Slashdot Mirror
Ask Slashdot: Application Security Non-existent, Boss Doesn't Care. What To Do?
An anonymous reader writes "I am a senior engineer and software architect at a fortune 500 company and manage a brand (website + mobile apps) that is a household name for anyone with kids. This year we migrated to a new technology platform including server hosting and application framework. I was brought in towards the end of the migration and overall it's been a smooth transition from the users' perspective. However it's a security nightmare for sysadmins (which is all outsourced) and a ripe target for any hacker with minimal skills. We do weekly and oftentimes daily releases that contain and build upon the same security vulnerabilities. Frequently I do not have control over the code that is deployed; it's simply given to my team by the marketing department. I inform my direct manager and colleagues about security issues before they are deployed and the response is always, 'we need to meet deadlines, we can fix security issues at a later point.' I'm at a loss at what I should do. Should I go over my manager's head and inform her boss? Approach legal and tell them about our many violations of COPPA? Should I refuse to deploy code until these issues are fixed? Should I look for a new job? What would you do in my situation?"
Cover your ass BEFORE you talk to somebody in legal. The legal department is there to protect the company and NOT its employees. A good legal dept will say "hey, this employee is trying to reduce our liability" -- but a bad one will say "this employee is a liability" and shoot the messenger.
I agree, but I wouldn't be underhand and I certainly wouldn't use read receipts. That looks horribly like the very worst kind of arse covering.
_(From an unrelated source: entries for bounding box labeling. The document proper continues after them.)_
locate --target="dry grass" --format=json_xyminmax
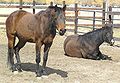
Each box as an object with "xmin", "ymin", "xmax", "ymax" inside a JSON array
[{"xmin": 0, "ymin": 0, "xmax": 120, "ymax": 5}]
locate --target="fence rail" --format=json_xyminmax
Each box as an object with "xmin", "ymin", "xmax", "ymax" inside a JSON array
[{"xmin": 0, "ymin": 0, "xmax": 120, "ymax": 33}]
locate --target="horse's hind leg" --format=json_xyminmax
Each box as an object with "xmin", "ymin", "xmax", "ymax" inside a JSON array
[
  {"xmin": 14, "ymin": 40, "xmax": 26, "ymax": 72},
  {"xmin": 7, "ymin": 34, "xmax": 15, "ymax": 71},
  {"xmin": 36, "ymin": 40, "xmax": 42, "ymax": 77},
  {"xmin": 42, "ymin": 43, "xmax": 52, "ymax": 75}
]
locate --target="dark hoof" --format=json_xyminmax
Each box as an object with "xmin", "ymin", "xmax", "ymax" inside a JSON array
[
  {"xmin": 16, "ymin": 65, "xmax": 22, "ymax": 72},
  {"xmin": 36, "ymin": 71, "xmax": 42, "ymax": 77},
  {"xmin": 42, "ymin": 70, "xmax": 48, "ymax": 76}
]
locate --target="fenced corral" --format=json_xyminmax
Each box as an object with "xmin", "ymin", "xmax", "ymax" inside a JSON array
[{"xmin": 0, "ymin": 0, "xmax": 120, "ymax": 33}]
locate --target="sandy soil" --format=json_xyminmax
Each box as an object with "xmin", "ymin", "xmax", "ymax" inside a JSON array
[{"xmin": 0, "ymin": 28, "xmax": 120, "ymax": 83}]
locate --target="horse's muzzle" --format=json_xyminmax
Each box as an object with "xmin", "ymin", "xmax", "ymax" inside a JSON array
[
  {"xmin": 110, "ymin": 39, "xmax": 115, "ymax": 46},
  {"xmin": 59, "ymin": 29, "xmax": 66, "ymax": 36}
]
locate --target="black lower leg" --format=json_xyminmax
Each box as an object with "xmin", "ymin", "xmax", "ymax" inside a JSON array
[
  {"xmin": 7, "ymin": 48, "xmax": 16, "ymax": 71},
  {"xmin": 15, "ymin": 47, "xmax": 22, "ymax": 72},
  {"xmin": 36, "ymin": 52, "xmax": 41, "ymax": 77}
]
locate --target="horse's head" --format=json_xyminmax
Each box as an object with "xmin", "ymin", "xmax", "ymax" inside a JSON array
[
  {"xmin": 104, "ymin": 24, "xmax": 115, "ymax": 46},
  {"xmin": 48, "ymin": 5, "xmax": 66, "ymax": 36}
]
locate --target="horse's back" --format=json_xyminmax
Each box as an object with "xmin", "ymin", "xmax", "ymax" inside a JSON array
[
  {"xmin": 6, "ymin": 10, "xmax": 37, "ymax": 41},
  {"xmin": 64, "ymin": 35, "xmax": 82, "ymax": 58},
  {"xmin": 6, "ymin": 10, "xmax": 27, "ymax": 33}
]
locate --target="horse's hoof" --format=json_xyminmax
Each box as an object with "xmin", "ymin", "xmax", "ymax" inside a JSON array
[
  {"xmin": 36, "ymin": 71, "xmax": 42, "ymax": 77},
  {"xmin": 42, "ymin": 70, "xmax": 47, "ymax": 76},
  {"xmin": 42, "ymin": 75, "xmax": 48, "ymax": 78},
  {"xmin": 37, "ymin": 77, "xmax": 42, "ymax": 80},
  {"xmin": 13, "ymin": 71, "xmax": 18, "ymax": 75}
]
You shouldn't go over your boss's head. Juggling a large number of conflicting priorities is what managers are paid to do, and you won't do yourself or anyone else any favours by undermining your boss's judgement in that way. But you should also consider the risk that she consciously has her own best interests at heart rather than the business's interests. She might have the view that, in the event of a security debacle, she will pretend that the team messed up and failed to follow instructions, and simply ride out the storm. In the meantime, she looks efficient and appears to gets jobs done quickly with a minimum of fuss.
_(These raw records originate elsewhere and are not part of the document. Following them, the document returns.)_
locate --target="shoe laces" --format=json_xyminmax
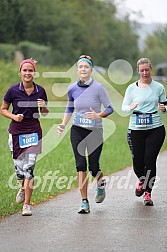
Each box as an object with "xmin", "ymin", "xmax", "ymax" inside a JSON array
[
  {"xmin": 136, "ymin": 181, "xmax": 143, "ymax": 191},
  {"xmin": 97, "ymin": 187, "xmax": 104, "ymax": 196},
  {"xmin": 81, "ymin": 200, "xmax": 89, "ymax": 208},
  {"xmin": 144, "ymin": 192, "xmax": 151, "ymax": 201},
  {"xmin": 23, "ymin": 204, "xmax": 30, "ymax": 210}
]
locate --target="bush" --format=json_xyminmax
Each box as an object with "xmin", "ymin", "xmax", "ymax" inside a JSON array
[
  {"xmin": 18, "ymin": 41, "xmax": 53, "ymax": 65},
  {"xmin": 0, "ymin": 44, "xmax": 16, "ymax": 62}
]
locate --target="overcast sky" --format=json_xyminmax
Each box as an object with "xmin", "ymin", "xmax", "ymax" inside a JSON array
[{"xmin": 115, "ymin": 0, "xmax": 167, "ymax": 24}]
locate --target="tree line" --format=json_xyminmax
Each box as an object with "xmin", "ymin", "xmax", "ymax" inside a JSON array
[{"xmin": 0, "ymin": 0, "xmax": 163, "ymax": 67}]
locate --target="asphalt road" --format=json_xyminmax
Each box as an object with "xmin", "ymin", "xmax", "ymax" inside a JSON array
[{"xmin": 0, "ymin": 152, "xmax": 167, "ymax": 252}]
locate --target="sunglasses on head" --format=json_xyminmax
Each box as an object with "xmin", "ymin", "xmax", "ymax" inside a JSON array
[{"xmin": 79, "ymin": 55, "xmax": 93, "ymax": 63}]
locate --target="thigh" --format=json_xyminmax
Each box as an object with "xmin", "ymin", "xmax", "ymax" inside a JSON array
[
  {"xmin": 128, "ymin": 130, "xmax": 146, "ymax": 163},
  {"xmin": 146, "ymin": 126, "xmax": 165, "ymax": 161}
]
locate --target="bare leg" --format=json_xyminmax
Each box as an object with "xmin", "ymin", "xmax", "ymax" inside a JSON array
[{"xmin": 24, "ymin": 179, "xmax": 34, "ymax": 205}]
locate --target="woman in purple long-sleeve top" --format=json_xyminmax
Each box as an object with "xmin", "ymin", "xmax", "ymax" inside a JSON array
[{"xmin": 58, "ymin": 55, "xmax": 113, "ymax": 214}]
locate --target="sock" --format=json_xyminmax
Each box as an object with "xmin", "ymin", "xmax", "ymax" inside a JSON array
[{"xmin": 82, "ymin": 199, "xmax": 89, "ymax": 203}]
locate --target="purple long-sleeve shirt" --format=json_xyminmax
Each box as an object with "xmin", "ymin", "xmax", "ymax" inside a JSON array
[{"xmin": 65, "ymin": 80, "xmax": 114, "ymax": 128}]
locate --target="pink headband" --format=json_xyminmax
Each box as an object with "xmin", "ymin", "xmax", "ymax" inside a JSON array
[{"xmin": 20, "ymin": 59, "xmax": 36, "ymax": 71}]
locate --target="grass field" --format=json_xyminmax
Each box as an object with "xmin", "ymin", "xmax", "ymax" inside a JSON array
[{"xmin": 0, "ymin": 62, "xmax": 167, "ymax": 217}]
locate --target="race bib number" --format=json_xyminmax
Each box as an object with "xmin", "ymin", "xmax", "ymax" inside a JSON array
[
  {"xmin": 136, "ymin": 114, "xmax": 152, "ymax": 127},
  {"xmin": 19, "ymin": 133, "xmax": 38, "ymax": 148},
  {"xmin": 76, "ymin": 113, "xmax": 96, "ymax": 128}
]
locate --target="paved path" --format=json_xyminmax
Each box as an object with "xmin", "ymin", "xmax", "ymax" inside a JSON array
[{"xmin": 0, "ymin": 152, "xmax": 167, "ymax": 252}]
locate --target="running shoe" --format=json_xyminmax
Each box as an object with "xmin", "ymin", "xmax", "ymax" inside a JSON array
[
  {"xmin": 78, "ymin": 200, "xmax": 90, "ymax": 214},
  {"xmin": 95, "ymin": 179, "xmax": 106, "ymax": 203},
  {"xmin": 16, "ymin": 188, "xmax": 25, "ymax": 204},
  {"xmin": 22, "ymin": 204, "xmax": 32, "ymax": 216},
  {"xmin": 135, "ymin": 180, "xmax": 144, "ymax": 197},
  {"xmin": 143, "ymin": 192, "xmax": 153, "ymax": 206}
]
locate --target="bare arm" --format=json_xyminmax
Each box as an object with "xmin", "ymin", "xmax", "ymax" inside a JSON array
[
  {"xmin": 1, "ymin": 101, "xmax": 24, "ymax": 122},
  {"xmin": 37, "ymin": 99, "xmax": 49, "ymax": 116}
]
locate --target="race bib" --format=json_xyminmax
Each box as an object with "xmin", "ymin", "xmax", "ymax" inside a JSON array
[
  {"xmin": 76, "ymin": 113, "xmax": 96, "ymax": 128},
  {"xmin": 19, "ymin": 133, "xmax": 38, "ymax": 148},
  {"xmin": 136, "ymin": 114, "xmax": 152, "ymax": 127}
]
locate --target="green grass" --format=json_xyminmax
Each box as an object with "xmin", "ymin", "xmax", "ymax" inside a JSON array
[{"xmin": 0, "ymin": 62, "xmax": 167, "ymax": 217}]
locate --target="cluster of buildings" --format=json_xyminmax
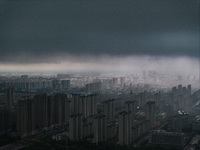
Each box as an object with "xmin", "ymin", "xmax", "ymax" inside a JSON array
[{"xmin": 0, "ymin": 72, "xmax": 198, "ymax": 148}]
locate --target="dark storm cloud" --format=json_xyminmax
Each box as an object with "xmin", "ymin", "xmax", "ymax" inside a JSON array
[{"xmin": 0, "ymin": 0, "xmax": 199, "ymax": 63}]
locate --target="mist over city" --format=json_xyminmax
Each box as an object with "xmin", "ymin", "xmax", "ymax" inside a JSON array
[{"xmin": 0, "ymin": 0, "xmax": 200, "ymax": 150}]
Instead, you should sit down with her and clearly express your concerns. You should then follow up your meeting with a very clear email that summarises the conversation. You need to start with an assertive but non-hostile comment that leaves no-one in any doubt what has happened - something like this, "As we discussed earlier, these are the security issues where I believe that we are falling short of regulatory expectations..." Print out that email and take it home with you.
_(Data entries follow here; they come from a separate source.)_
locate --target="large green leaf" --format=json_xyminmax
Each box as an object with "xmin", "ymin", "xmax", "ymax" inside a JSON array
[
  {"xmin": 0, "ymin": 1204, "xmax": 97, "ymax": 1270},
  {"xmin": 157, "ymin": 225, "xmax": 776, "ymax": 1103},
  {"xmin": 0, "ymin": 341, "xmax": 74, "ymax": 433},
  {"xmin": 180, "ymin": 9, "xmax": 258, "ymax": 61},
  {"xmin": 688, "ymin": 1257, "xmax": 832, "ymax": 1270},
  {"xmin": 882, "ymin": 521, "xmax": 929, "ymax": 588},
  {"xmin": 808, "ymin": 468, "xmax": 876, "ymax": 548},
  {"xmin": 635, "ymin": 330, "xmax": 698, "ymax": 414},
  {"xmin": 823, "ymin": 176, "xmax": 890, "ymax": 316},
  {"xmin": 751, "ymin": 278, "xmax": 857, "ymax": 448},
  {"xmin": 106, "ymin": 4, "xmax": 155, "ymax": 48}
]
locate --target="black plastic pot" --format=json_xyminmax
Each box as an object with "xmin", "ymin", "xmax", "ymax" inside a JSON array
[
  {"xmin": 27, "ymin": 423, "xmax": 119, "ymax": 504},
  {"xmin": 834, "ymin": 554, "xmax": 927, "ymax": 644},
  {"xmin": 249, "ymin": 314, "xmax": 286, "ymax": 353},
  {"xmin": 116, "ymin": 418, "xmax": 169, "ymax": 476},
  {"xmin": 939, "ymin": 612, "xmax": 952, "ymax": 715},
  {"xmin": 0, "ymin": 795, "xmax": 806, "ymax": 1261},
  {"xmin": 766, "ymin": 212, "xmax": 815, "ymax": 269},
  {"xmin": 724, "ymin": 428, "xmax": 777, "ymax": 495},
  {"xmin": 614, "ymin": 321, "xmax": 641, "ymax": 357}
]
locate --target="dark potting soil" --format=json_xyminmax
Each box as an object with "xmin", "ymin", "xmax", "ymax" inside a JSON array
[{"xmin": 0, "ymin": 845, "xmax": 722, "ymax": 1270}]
At that point, your boss has three options. 1. She can fix things. 2. She can escalate up the food chain, so that someone bigger than her can decide whether poor security is really in the company's best interests. 3. At huge personal risk, she can quietly ignore you.
Middle managers tend to have pretty strong survival instincts, so option 3 is very unlikely to to fly. Option 2 is pretty likely, and her manager might well say that security is too expensive/awkward/boring/inconvenient. If that happens, you're probably better off working some place else where you can be proud to turn up in the morning.
If you don't let me fix them, you will have to take the blame.
Word to the wise. Don't ever tell your boss what they need to do. I've been in the work force for over fifteen years, and this holds true for small business all the way up to large enterprise.
Best case, you've aggravated them and they will retaliate somehow. Worst case, you've aggravated them and they will retaliate somehow.